デジタルデータによる物作りが専門の田中教授の研究室が、表彰台の製作計画に参加したのは2019年夏。デザインはエンブレム制作者の野老朝雄さん(52)が考案し、材料には全国のスーパーや企業などから集められた計24・5トンの廃プラスチックを使うことが既に決まっていた。
人が運べる軽さで、乗っても壊れない強度があり、複雑なデザインの表彰台を期限までに98台量産する。難問への答えが3Dプリンターだった。50代の野老さん、40代の田中教授に加え、研究室卒業生の平本知樹さん(34)、研究員の湯浅亮平さん(34)、現役学生の江口壮哉さん(23)と幅広い世代でチームを結成。一世一代の物作りが始まった。
「世界に出して恥ずかしくない物を作ろう」。田中教授らは、加工や染色に向かない廃プラに廃ガラスや顔料を加える工夫を重ね、強度と光沢を出すことに成功。98台分を構成する計約7000枚のパネルを、3Dプリンターを使いわずか20日間で成形した。
金型によるプレス加工に比べ、3Dプリンターには「材料を余さず使えてごみが出ない」「静かで省エネルギー」「複雑な形状の物も作れる」といった利点があり、突発的な計画変更にも素早く対応できるのが強み。田中教授は「選手が主役で表彰台はあくまで引き立て役」と控えめだが、壇上でメダリストが喜びをはじけさせる様子を毎日楽しみに見ているという。

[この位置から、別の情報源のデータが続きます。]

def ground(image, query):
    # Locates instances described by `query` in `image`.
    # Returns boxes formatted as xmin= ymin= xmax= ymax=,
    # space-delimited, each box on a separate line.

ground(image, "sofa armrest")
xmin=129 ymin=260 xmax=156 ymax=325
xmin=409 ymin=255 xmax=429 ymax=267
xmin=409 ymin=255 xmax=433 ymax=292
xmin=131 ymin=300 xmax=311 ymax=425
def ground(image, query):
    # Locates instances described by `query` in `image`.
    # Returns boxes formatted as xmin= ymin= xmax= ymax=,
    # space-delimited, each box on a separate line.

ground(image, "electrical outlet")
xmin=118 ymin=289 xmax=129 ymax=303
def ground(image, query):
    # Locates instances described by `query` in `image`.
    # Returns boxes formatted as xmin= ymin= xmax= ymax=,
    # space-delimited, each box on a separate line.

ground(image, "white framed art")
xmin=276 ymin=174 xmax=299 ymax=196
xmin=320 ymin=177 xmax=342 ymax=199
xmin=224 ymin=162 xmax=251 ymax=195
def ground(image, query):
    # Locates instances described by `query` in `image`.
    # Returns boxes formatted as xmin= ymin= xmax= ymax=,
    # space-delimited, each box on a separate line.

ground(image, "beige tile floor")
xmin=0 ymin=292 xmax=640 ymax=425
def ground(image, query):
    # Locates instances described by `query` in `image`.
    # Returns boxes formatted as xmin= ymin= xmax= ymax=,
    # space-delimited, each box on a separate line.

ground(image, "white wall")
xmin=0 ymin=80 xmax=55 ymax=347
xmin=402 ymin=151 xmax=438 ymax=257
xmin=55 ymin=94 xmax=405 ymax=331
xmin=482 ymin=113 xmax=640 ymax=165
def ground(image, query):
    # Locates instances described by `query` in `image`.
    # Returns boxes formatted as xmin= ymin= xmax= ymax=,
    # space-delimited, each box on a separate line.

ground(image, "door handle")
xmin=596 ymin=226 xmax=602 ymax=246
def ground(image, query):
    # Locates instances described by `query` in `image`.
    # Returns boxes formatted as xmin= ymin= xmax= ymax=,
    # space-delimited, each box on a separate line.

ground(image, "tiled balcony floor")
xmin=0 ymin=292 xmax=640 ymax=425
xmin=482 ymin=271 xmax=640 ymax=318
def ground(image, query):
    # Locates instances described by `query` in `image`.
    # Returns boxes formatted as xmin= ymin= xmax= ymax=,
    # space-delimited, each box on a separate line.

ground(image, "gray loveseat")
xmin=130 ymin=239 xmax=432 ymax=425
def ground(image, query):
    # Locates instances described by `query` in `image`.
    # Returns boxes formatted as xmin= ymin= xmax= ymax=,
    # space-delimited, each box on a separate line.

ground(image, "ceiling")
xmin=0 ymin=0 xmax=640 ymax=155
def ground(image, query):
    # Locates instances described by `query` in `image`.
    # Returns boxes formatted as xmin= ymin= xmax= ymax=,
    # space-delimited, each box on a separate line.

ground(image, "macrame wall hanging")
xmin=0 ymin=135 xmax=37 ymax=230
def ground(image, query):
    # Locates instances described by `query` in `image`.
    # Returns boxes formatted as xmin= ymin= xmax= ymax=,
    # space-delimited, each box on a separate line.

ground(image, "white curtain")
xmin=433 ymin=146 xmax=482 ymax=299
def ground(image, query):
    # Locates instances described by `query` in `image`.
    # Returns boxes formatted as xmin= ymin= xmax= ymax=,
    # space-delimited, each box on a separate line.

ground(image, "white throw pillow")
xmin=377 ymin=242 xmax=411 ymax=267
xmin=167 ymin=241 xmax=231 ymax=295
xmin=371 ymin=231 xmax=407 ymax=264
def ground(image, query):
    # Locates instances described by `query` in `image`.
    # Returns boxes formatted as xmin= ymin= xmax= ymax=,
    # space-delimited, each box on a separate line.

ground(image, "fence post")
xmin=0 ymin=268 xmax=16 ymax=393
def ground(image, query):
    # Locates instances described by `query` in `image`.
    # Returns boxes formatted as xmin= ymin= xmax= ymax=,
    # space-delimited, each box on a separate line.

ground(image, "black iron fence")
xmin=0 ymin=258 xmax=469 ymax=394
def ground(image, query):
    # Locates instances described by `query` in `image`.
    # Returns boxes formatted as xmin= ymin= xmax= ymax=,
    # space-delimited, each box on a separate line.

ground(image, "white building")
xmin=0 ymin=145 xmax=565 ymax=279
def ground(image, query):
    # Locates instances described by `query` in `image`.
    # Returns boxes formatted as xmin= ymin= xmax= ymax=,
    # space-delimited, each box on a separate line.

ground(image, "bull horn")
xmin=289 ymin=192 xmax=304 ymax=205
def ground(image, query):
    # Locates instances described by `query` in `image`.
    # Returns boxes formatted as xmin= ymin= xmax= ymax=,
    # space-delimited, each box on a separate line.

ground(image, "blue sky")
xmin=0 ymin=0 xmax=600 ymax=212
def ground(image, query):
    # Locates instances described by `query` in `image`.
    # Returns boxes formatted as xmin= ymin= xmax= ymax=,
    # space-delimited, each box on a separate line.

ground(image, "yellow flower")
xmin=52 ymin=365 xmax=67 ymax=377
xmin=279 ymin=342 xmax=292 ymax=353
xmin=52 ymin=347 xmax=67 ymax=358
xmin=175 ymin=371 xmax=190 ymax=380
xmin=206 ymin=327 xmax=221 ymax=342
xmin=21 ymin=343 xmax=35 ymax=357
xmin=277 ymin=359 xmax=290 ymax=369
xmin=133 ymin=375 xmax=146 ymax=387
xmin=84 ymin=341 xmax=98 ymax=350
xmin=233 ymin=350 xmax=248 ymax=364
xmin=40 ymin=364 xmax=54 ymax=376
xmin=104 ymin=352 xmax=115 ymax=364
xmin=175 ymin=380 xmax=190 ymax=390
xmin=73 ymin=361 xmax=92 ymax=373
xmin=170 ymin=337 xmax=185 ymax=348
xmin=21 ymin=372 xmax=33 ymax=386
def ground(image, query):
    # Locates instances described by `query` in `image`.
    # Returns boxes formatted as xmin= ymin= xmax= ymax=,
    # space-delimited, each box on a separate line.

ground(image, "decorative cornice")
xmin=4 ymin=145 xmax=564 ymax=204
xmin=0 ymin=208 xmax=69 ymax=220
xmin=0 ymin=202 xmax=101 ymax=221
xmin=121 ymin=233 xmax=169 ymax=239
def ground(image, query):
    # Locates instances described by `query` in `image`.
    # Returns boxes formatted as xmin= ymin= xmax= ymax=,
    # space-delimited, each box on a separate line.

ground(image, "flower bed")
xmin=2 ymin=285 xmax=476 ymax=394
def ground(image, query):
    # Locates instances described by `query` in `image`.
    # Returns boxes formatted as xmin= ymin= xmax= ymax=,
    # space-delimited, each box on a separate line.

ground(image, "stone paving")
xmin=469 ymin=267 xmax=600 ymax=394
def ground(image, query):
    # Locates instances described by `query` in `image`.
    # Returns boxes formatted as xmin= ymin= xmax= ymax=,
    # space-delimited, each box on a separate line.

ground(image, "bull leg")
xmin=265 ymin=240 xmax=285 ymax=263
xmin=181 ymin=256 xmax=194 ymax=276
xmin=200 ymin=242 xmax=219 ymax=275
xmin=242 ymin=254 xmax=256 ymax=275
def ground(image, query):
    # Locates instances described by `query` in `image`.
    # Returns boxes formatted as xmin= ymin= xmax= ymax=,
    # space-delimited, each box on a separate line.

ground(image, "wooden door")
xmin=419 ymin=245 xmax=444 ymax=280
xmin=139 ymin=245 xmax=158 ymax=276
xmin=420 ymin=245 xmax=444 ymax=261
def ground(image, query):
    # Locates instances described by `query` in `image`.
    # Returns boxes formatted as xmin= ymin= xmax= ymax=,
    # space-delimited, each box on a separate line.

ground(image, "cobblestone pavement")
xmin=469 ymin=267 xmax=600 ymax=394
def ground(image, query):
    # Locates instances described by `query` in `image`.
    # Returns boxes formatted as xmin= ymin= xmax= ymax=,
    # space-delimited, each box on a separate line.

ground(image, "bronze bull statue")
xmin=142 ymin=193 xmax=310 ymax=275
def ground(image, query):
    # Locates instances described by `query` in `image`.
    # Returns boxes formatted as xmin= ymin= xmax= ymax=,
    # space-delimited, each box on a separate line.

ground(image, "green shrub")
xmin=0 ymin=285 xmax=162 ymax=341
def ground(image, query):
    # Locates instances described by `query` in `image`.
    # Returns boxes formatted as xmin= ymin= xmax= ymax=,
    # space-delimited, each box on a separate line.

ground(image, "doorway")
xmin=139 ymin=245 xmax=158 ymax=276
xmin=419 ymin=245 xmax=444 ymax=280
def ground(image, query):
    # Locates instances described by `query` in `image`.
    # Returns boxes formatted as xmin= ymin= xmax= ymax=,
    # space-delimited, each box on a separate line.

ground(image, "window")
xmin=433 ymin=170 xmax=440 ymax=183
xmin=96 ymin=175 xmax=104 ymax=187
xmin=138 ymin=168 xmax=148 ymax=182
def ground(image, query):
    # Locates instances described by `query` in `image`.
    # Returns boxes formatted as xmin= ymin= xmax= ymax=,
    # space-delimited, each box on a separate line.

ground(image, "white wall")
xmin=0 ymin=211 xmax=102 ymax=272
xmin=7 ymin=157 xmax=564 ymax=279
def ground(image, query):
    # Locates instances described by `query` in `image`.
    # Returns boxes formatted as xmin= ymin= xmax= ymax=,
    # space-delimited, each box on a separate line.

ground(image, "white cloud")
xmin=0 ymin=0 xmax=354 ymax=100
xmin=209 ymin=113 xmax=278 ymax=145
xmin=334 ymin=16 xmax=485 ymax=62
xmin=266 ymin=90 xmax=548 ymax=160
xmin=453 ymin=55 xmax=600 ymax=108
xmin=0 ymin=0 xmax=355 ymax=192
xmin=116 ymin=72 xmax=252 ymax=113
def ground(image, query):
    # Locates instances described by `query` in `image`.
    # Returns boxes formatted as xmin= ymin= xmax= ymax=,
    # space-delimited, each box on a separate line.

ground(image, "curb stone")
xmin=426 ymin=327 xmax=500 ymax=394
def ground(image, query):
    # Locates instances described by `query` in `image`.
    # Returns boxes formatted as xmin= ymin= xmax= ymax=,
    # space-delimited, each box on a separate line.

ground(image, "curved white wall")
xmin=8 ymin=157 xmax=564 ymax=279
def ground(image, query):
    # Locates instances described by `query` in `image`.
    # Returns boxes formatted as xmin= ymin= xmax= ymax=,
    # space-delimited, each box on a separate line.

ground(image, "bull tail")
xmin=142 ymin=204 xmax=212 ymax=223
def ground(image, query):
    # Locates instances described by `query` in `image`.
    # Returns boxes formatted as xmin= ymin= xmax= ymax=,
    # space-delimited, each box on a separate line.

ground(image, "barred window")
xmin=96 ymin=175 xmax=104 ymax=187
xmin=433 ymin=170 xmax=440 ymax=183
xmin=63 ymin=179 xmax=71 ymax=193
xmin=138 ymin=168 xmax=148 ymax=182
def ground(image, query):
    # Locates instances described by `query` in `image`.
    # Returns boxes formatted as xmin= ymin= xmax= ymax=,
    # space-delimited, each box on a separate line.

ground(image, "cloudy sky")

目指すのは、資源をより価値あるものに作り替えて社会に戻す次世代リサイクルだ。田中教授はこうした概念を「リープ(跳躍)サイクル」と名付け、「3Dプリンターを使えば実現できると世界に示せた」と実感。「選手が練習に練習を重ねて成果を出すように、研究者もできるかどうか分からないことにどんどんチャレンジしていきたい」と力を込めた。